For those wanting to try out a new sport, Monahans Sandhills State Park is just the place. Located about 30 minutes west of Odessa, this park has 3,840 acres (1,553 hectares) of sand dunes, some reaching 70 feet (21 meters) high. The park is a small portion of a dune field that extends farther into Texas and New Mexico. Here, visitors can rent sand toboggans and disks for ripping down the dunes at park headquarters or strap on a snowboard and “surf” down the dunes. There’s also an 800-acre (323 hectare) equestrian area and a trailer parking area. Three campsites are available.

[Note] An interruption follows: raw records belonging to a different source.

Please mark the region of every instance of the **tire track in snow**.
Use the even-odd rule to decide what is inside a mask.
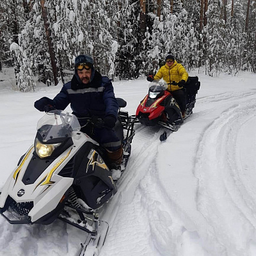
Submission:
[[[252,186],[254,182],[250,184],[250,177],[244,176],[246,164],[243,161],[248,147],[243,141],[244,126],[255,118],[256,100],[250,98],[243,98],[241,104],[227,108],[205,131],[195,166],[199,180],[198,210],[214,229],[216,240],[225,248],[225,255],[238,256],[241,250],[255,247],[250,241],[256,234],[256,189]],[[240,127],[241,120],[244,124]],[[255,140],[249,147],[255,149]],[[255,170],[255,166],[251,168]]]

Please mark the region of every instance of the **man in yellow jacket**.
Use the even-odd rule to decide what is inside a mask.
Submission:
[[[153,76],[149,76],[147,80],[152,82],[163,77],[166,81],[168,84],[167,90],[172,93],[178,103],[184,118],[186,111],[186,95],[182,89],[188,80],[188,74],[185,68],[177,62],[173,55],[168,55],[165,61],[165,65],[160,68],[156,75],[154,77]]]

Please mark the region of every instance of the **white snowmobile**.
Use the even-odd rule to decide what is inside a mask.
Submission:
[[[135,132],[128,113],[120,111],[126,102],[118,102],[115,129],[123,144],[124,171]],[[99,120],[88,122],[97,125]],[[92,247],[93,255],[108,229],[97,209],[117,190],[104,149],[79,130],[77,117],[63,111],[51,111],[38,121],[35,144],[0,192],[0,214],[11,224],[48,225],[61,220],[86,232],[80,255]]]

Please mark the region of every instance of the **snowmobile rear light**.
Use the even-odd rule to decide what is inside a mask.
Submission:
[[[40,158],[47,157],[50,156],[54,149],[60,146],[61,143],[56,144],[43,144],[39,141],[39,140],[36,138],[35,140],[35,148],[37,156]]]
[[[160,93],[160,92],[149,92],[148,97],[150,99],[156,99],[156,97]]]

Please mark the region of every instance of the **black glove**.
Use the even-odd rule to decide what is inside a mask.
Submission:
[[[105,125],[105,123],[102,119],[97,116],[92,116],[91,122],[93,125],[98,128],[103,128]]]
[[[147,77],[147,80],[148,82],[152,82],[152,81],[154,81],[154,76],[152,75],[150,75]]]
[[[105,125],[109,128],[114,128],[116,124],[116,118],[113,116],[106,116],[103,118]]]
[[[48,105],[51,106],[51,109],[50,109]],[[38,109],[40,111],[45,111],[45,112],[48,112],[54,109],[52,105],[52,100],[47,98],[47,97],[44,97],[38,100],[35,101],[34,103],[34,106],[36,109]]]
[[[186,84],[186,81],[185,80],[181,80],[178,83],[178,86],[179,87],[182,87]]]

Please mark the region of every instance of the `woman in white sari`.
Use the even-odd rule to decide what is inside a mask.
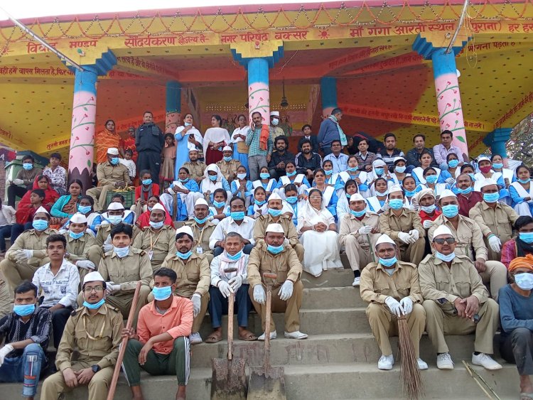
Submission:
[[[320,276],[322,271],[343,268],[339,254],[337,225],[323,204],[319,190],[310,190],[307,201],[299,210],[296,229],[306,249],[303,271]]]

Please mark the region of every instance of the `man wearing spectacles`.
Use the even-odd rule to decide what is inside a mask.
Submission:
[[[70,316],[55,357],[58,372],[44,382],[41,399],[53,400],[73,389],[89,386],[89,400],[107,396],[119,355],[124,328],[122,315],[105,303],[106,283],[99,272],[83,279],[83,306]],[[78,355],[72,360],[75,349]]]

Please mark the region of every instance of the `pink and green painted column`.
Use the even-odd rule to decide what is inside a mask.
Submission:
[[[90,188],[95,148],[96,121],[96,83],[98,76],[105,75],[117,64],[111,51],[102,55],[91,65],[75,70],[72,121],[68,160],[69,180],[79,179],[85,190]]]

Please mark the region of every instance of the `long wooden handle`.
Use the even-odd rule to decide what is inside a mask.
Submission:
[[[137,282],[137,286],[135,287],[135,293],[134,293],[133,301],[131,301],[131,308],[129,309],[128,320],[126,323],[126,328],[127,329],[130,329],[133,324],[135,309],[137,308],[137,303],[139,303],[139,292],[141,291],[141,281],[139,281]],[[113,397],[114,397],[114,391],[117,389],[117,382],[119,381],[120,368],[122,365],[124,354],[126,352],[126,346],[127,345],[128,337],[122,337],[122,342],[120,344],[120,350],[119,350],[119,357],[117,357],[117,364],[115,364],[114,371],[113,372],[113,379],[111,380],[111,384],[109,384],[109,391],[107,392],[107,400],[113,400]]]

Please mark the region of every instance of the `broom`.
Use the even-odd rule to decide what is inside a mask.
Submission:
[[[400,379],[404,394],[409,400],[417,400],[424,394],[424,382],[405,315],[398,318],[398,346],[402,357]]]

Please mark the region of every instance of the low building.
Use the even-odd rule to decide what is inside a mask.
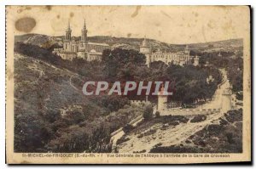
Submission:
[[[102,60],[102,52],[105,49],[110,49],[110,46],[106,43],[96,43],[88,42],[87,29],[85,20],[81,31],[79,41],[72,37],[72,30],[68,22],[66,36],[63,39],[62,48],[55,48],[53,53],[61,56],[63,59],[72,60],[74,58],[82,58],[87,61]]]

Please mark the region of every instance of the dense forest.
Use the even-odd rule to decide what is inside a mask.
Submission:
[[[15,43],[15,52],[16,152],[111,151],[110,133],[144,108],[130,104],[136,96],[85,97],[86,81],[172,81],[175,90],[169,99],[189,104],[211,99],[222,79],[214,65],[154,62],[148,68],[143,54],[129,49],[105,50],[102,62],[63,60],[50,50],[22,42]],[[207,83],[209,76],[214,81]]]

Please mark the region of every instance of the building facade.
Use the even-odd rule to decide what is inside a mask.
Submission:
[[[160,49],[156,52],[153,52],[151,49],[150,43],[147,41],[146,38],[143,41],[142,45],[140,46],[140,52],[146,56],[146,65],[149,67],[150,63],[154,61],[162,61],[168,64],[174,64],[174,65],[179,65],[181,66],[184,65],[190,65],[194,64],[194,65],[199,65],[199,58],[198,56],[193,57],[189,54],[189,50],[188,46],[186,46],[186,48],[184,51],[182,52],[177,52],[177,53],[167,53],[167,52],[162,52]],[[195,59],[195,63],[192,63],[192,59]]]
[[[72,37],[72,30],[68,22],[62,44],[62,48],[55,48],[53,53],[58,54],[63,59],[69,60],[74,58],[82,58],[87,61],[102,60],[103,50],[110,48],[110,46],[106,43],[88,42],[85,20],[79,41],[76,41],[75,37]]]

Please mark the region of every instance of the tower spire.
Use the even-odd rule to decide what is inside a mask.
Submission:
[[[82,29],[81,41],[86,42],[86,40],[87,40],[87,30],[86,30],[85,19],[84,19],[84,26]]]

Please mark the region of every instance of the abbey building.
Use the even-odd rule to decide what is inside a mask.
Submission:
[[[190,56],[189,50],[188,46],[184,51],[177,53],[167,53],[158,50],[157,52],[153,52],[151,49],[150,43],[147,41],[146,38],[143,41],[143,44],[140,46],[140,52],[146,56],[146,65],[149,67],[150,63],[154,61],[162,61],[168,64],[179,65],[181,66],[184,65],[194,65],[197,66],[199,65],[199,57],[198,56]],[[192,63],[192,60],[193,63]]]
[[[72,60],[74,58],[82,58],[88,61],[101,60],[103,50],[110,48],[109,45],[106,43],[88,42],[85,20],[79,41],[76,41],[71,33],[72,30],[68,22],[66,35],[62,41],[63,48],[55,48],[53,51],[54,54],[61,56],[63,59]]]

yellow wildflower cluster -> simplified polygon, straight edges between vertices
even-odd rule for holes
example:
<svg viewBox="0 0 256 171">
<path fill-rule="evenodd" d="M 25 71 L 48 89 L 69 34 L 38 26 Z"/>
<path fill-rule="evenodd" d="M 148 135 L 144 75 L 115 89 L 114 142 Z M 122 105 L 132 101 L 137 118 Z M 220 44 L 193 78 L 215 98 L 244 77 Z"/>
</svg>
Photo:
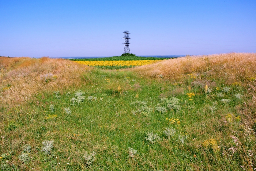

Stretching 18 miles (28 km) from Port Aransas to Corpus Christi, Mustang Island was named for the wild horses that once roamed the island. Today, the barrier island is home to Mustang Island State Park, where visitors can soak up the sun, catch a wave, mountain bike, fish, overnight at one of its 100 campsites, and more. Kayakers can head out on the Mustang Island State Park Paddling Trail, which offers 20 miles (32 km) of trails and birding opportunities. Two species of sea turtles, juvenile Atlantic green sea turtles and the Kemp’s ridley sea turtle, visit the island, so guests can watch for them – just don’t touch. The Kemp’s ridley is the most endangered and smallest sea turtle. Visitors should notify Texas Parks and Wildlife staff immediately if a sea turtle is spotted on the beach.
A natural lake, Caddo Lake State Park embodies true East Texas geography. A network of bayous sits idly underneath towering bald cypress trees draped with Spanish moss, creating a picturesque portion of the 26,810-acre (10,850-hectare) lake. Visitors can fish or paddle these waters, which are home to more than 70 species of fish. Canoes are available to rent in the park, or guests can bring their own and explore more than 50 miles (80 km) of paddling trails in the Caddo Lake area. Full disclosure, there are alligators in these waters, along with beavers, minks, and other wildlife. Boating is also allowed, and hiking and geocaching are plentiful. Campers can choose from 46 campsites, a screened shelter, or one of nine cabins.